In the late 17th century, with plague ravaging the land, Benedetta Carlini joins the convent in Pescia, Tuscany, as a novice. Capable from an early age of performing miracles, Benedetta’s impact on life in the community is immediate and momentous.

 

Friday, February 3rd 7pm

Still from the movie Nous of a young boy

Nous

Dir. Alice Diop, Documentary, French, 1h 55min, 2022

The RER B is an urban train that traverses Paris and its environs from north to south. A moving testament to the importance of filming as a process of bearing witness and remembering, We is subtle and shrewd in a world which favours shortcuts and easy answers. Justifiably adopting the fragmented structure of a patchwork portrait in order to describe a riven society, Diop displays impressive control of her essay and its impact. In the film’s first few minutes, a deer is observed, through binoculars. Isolation, discrimination and nostalgia for hierarchies, inherited from a monarchical past… Divisions haunt France’s present. But the human urge to give as well as to receive stubbornly creeps into every situation,observed or triggered. Could this be the one thing that still keeps a nation together?

 

Saturday, February 4th 7pm

Black and white photo of a man and woman

L'Enfant secret and Actua 1

Dir. Philippe Garrel, French, 1h 32 min, 1979

L'Enfant Secret ( 95 minutes) is a post-68 comedown film directed by a filmmaker of Eustache's generation and, until this recent print, near impossible to see. Actua 1 (6 minutes), shot during May '68, was only recently rediscovered.

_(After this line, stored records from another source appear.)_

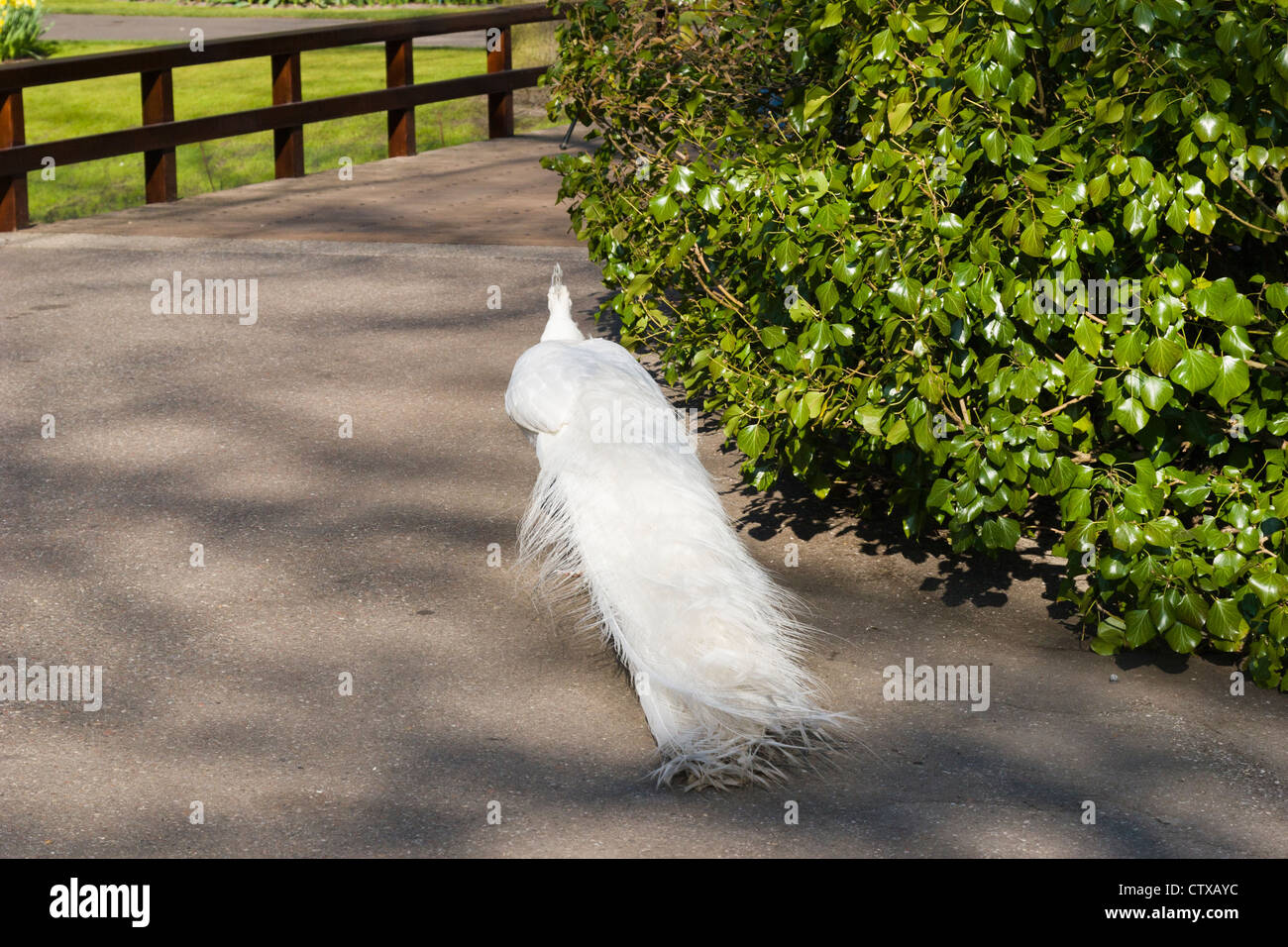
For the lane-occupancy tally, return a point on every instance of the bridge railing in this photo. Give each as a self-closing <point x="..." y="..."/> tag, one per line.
<point x="160" y="134"/>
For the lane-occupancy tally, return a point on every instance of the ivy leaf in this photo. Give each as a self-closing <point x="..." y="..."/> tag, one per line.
<point x="1225" y="620"/>
<point x="752" y="440"/>
<point x="1232" y="380"/>
<point x="1131" y="414"/>
<point x="832" y="217"/>
<point x="1196" y="369"/>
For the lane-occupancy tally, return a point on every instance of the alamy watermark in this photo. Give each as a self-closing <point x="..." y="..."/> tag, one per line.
<point x="915" y="682"/>
<point x="178" y="296"/>
<point x="1095" y="296"/>
<point x="26" y="684"/>
<point x="635" y="424"/>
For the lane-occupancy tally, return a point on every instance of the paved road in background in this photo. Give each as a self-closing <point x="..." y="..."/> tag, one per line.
<point x="369" y="556"/>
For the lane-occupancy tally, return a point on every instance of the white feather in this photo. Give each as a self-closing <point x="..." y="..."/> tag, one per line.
<point x="634" y="523"/>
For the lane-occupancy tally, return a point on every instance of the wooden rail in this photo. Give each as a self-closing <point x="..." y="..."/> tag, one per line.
<point x="160" y="134"/>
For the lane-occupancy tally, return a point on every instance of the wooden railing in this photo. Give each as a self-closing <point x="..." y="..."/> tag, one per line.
<point x="160" y="134"/>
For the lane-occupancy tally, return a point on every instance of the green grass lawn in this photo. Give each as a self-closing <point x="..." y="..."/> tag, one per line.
<point x="104" y="105"/>
<point x="163" y="8"/>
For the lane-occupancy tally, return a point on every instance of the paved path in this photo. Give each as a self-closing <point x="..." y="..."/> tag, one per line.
<point x="369" y="556"/>
<point x="90" y="26"/>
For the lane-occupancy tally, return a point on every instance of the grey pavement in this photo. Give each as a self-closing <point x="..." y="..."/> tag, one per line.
<point x="93" y="26"/>
<point x="369" y="556"/>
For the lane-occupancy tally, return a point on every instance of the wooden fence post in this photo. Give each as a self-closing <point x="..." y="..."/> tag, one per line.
<point x="400" y="121"/>
<point x="288" y="142"/>
<point x="13" y="189"/>
<point x="160" y="174"/>
<point x="500" y="105"/>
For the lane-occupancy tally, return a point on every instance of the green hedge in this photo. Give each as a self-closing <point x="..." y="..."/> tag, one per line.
<point x="881" y="240"/>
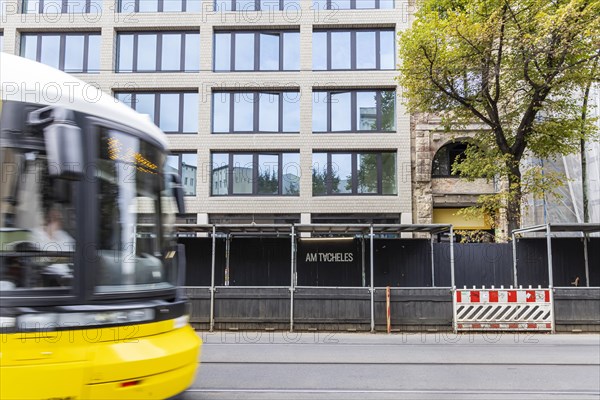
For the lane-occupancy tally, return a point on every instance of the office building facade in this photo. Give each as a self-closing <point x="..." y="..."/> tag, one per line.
<point x="275" y="110"/>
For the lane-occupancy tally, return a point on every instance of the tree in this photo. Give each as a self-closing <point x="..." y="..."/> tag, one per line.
<point x="514" y="67"/>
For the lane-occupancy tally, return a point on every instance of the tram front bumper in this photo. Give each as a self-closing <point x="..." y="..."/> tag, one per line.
<point x="154" y="366"/>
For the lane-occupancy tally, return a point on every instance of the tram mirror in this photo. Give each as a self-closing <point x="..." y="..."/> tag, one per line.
<point x="64" y="147"/>
<point x="178" y="192"/>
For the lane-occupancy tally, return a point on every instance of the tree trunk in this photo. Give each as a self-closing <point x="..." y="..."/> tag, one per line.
<point x="513" y="209"/>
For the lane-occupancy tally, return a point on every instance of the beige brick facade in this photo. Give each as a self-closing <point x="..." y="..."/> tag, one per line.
<point x="109" y="23"/>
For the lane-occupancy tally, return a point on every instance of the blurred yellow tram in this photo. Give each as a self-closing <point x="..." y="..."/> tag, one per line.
<point x="89" y="268"/>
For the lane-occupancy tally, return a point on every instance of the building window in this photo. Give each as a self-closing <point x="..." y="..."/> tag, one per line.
<point x="164" y="52"/>
<point x="354" y="111"/>
<point x="355" y="173"/>
<point x="258" y="174"/>
<point x="256" y="112"/>
<point x="359" y="49"/>
<point x="351" y="4"/>
<point x="256" y="5"/>
<point x="257" y="51"/>
<point x="186" y="165"/>
<point x="173" y="112"/>
<point x="269" y="219"/>
<point x="61" y="6"/>
<point x="159" y="6"/>
<point x="70" y="52"/>
<point x="445" y="157"/>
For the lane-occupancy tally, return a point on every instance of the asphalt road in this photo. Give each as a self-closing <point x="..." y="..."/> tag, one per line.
<point x="279" y="365"/>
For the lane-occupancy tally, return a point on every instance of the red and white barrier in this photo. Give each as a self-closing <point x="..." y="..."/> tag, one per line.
<point x="503" y="309"/>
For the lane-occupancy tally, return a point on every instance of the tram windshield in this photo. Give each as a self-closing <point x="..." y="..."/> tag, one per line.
<point x="55" y="236"/>
<point x="37" y="223"/>
<point x="135" y="208"/>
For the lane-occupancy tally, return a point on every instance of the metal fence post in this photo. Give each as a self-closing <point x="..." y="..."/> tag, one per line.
<point x="372" y="288"/>
<point x="212" y="281"/>
<point x="514" y="259"/>
<point x="292" y="274"/>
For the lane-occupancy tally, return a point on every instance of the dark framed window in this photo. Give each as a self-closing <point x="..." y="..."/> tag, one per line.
<point x="357" y="49"/>
<point x="186" y="165"/>
<point x="158" y="52"/>
<point x="69" y="52"/>
<point x="159" y="6"/>
<point x="61" y="6"/>
<point x="257" y="51"/>
<point x="256" y="5"/>
<point x="354" y="111"/>
<point x="255" y="174"/>
<point x="173" y="112"/>
<point x="445" y="157"/>
<point x="351" y="4"/>
<point x="354" y="173"/>
<point x="256" y="112"/>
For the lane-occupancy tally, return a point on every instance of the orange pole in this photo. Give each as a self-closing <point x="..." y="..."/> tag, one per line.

Some blurbs about L'Enfant secret

"It is a singular event in Garrel's oeuvre, a quietly devastating film of almost unbearable alternations between tenderness and the harshest truths, in which the artist' realization of his ability to communicate with the world results in a windblown clarity, like clouds pushing through the sky after a storm." -- Kent Jones

"It may be the most haunted film ever made. One is struck by the sense of Garrel inventing cinema, by images that come from a time before Lumière; the characters are haunted by past lives and present possible worlds; the film is haunted by the autobiographical ‘reality' of Garrel and Nico's relationship." -- Senses of Cinema

 

Thursday, February 9th 7pm

Photo of a woman in a brightly colored dress

France 

Dir. Bruno Dumont, Dark Comedy, French, 1h 33 min, 2021

Léa Seydoux brilliantly holds the center of Bruno Dumont’s unexpected, unsettling new film, which starts out as a satire of the contemporary news media before steadily spiraling out into something richer and darker. Never one to shy away from provoking his viewers, Dumont (The Life of Jesus, NYFF35) casts Seydoux as France de Meurs, a seemingly unflappable superstar TV journalist whose career, homelife, and psychological stability are shaken after she carelessly drives into a young delivery man on a busy Paris street. This accident triggers a series of self-reckonings, as well as a strange romance that proves impossible to shake. A film that teases at redemption while refusing to grant absolution, France is tragicomic and deliciously ambivalent—a very 21st-century treatment of the difficulty of maintaining identity in a corrosive culture.

 

Friday, February 10th 7pm

Movie still of a man with a gun

Le Cercle Rouge 

Dir. Jean Pierre Melville, Comedy, French 2h 20 min, 1970

Corey is a cool, aristocratic thief, released from prison on the same day that Vogel, a murderer, escapes from the custody of the patient Mattei, a cat-loving police superintendent. Corey robs Rico, his mob boss, then enlists Vogel and an ex-police sharpshooter, Jansen, in a jewel heist. While Corey is harried by the vengeful Rico, Mattei pressures Santi, a nightclub owner and pimp, to help him trap the thieves. Over all hangs the judgment of the police directeur, that every man is guilty.